How Sweet It Is
It's the season of elderberries. Clusters of berries that grow heavily on bushes that can reach up to 10 feet tall.
Many people grow these bushes at home while others forage for the berries in the wild.
If you do try your hand at foraging for these berries, make sure you harvest ripened black berries. There is an imposter out there with red berries which are quite poisonous.
These berries are not as sweet as raspberries or blueberries, however they share a mild sort of sweetness similar to that of wild mulberries or marionberries.
Help The Medicine Go Down
The elderberry can be used in many ways. Baked in pies, crumbles and tarts or frozen and mixed in sorbets, ice-cream and slushies. For the homesteader, elderberries are processed and made into jams and sweet syrups.
The use that I have found most intriguing is its cold and flu remedy.
Elderberries have been used traditionally for centuries throughout Europe, North America and Western Asia for its medicinal properties. It was used to treat infection, remedy colds and flu and as a diuretic when stomach ailments arose.

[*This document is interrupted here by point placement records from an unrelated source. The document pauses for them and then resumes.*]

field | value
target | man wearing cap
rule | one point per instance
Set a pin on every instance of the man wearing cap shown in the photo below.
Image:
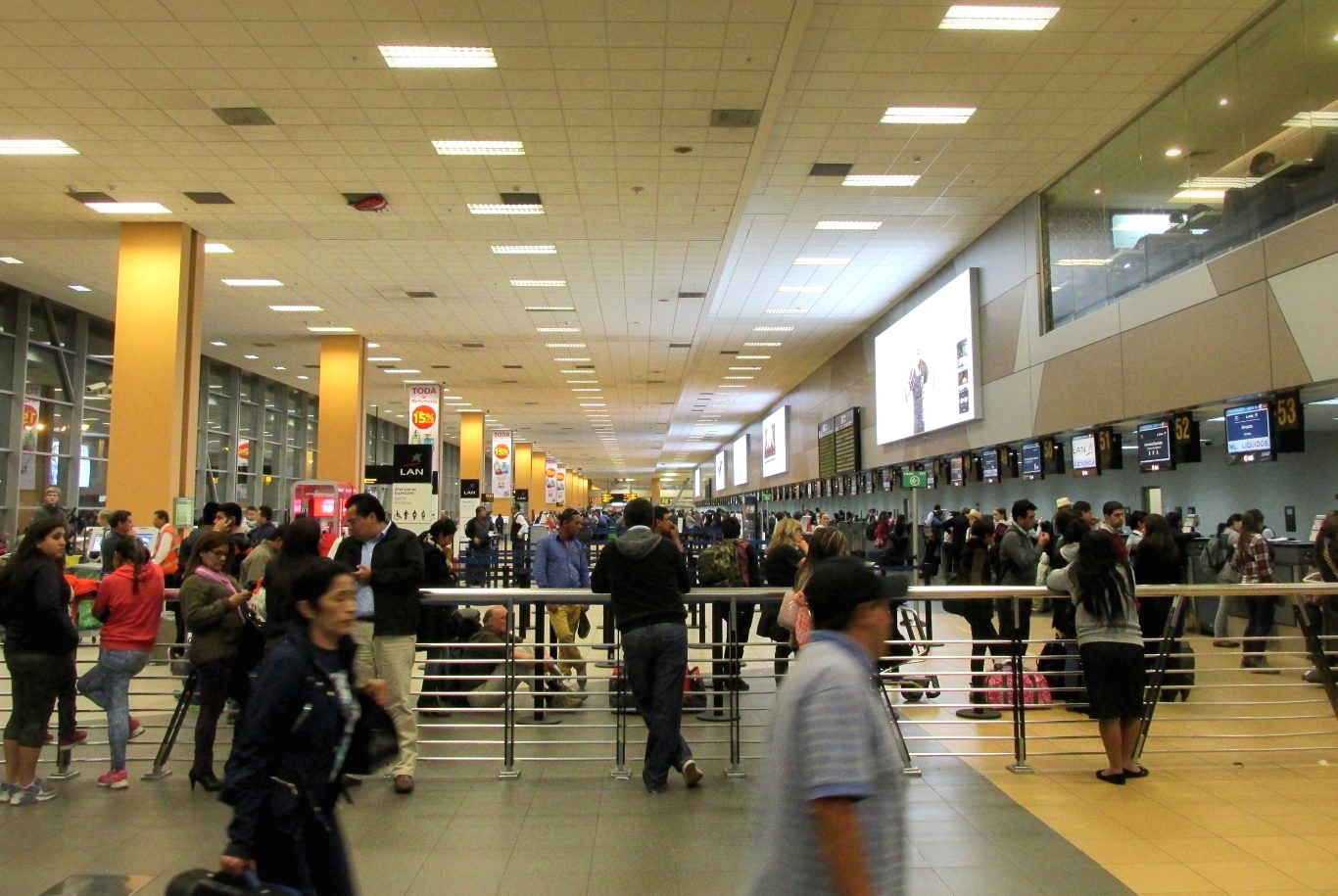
(561, 562)
(829, 818)
(647, 577)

Today it's been tested and used for it's antioxidant activity, to boost the immune system, lower cholesterol, for heart health and to improve vision.
Over the past couple of years I've been reading about its uses to fight winter time coughs, colds, flu, bacterial and viral infections. A syrup is made and taken by the spoonful to reduce the length in time of colds and flu.
What I especially love about this treatment is that the syrup is as sweet as candy and something children will actually enjoy taking.
As a preventative, a tablespoon a day can be given to adults or a teaspoon a day to children.
At the first sign of illness, a tablespoon full every 2-3 hours for adults or a teaspoonful every 2-3 hours for children.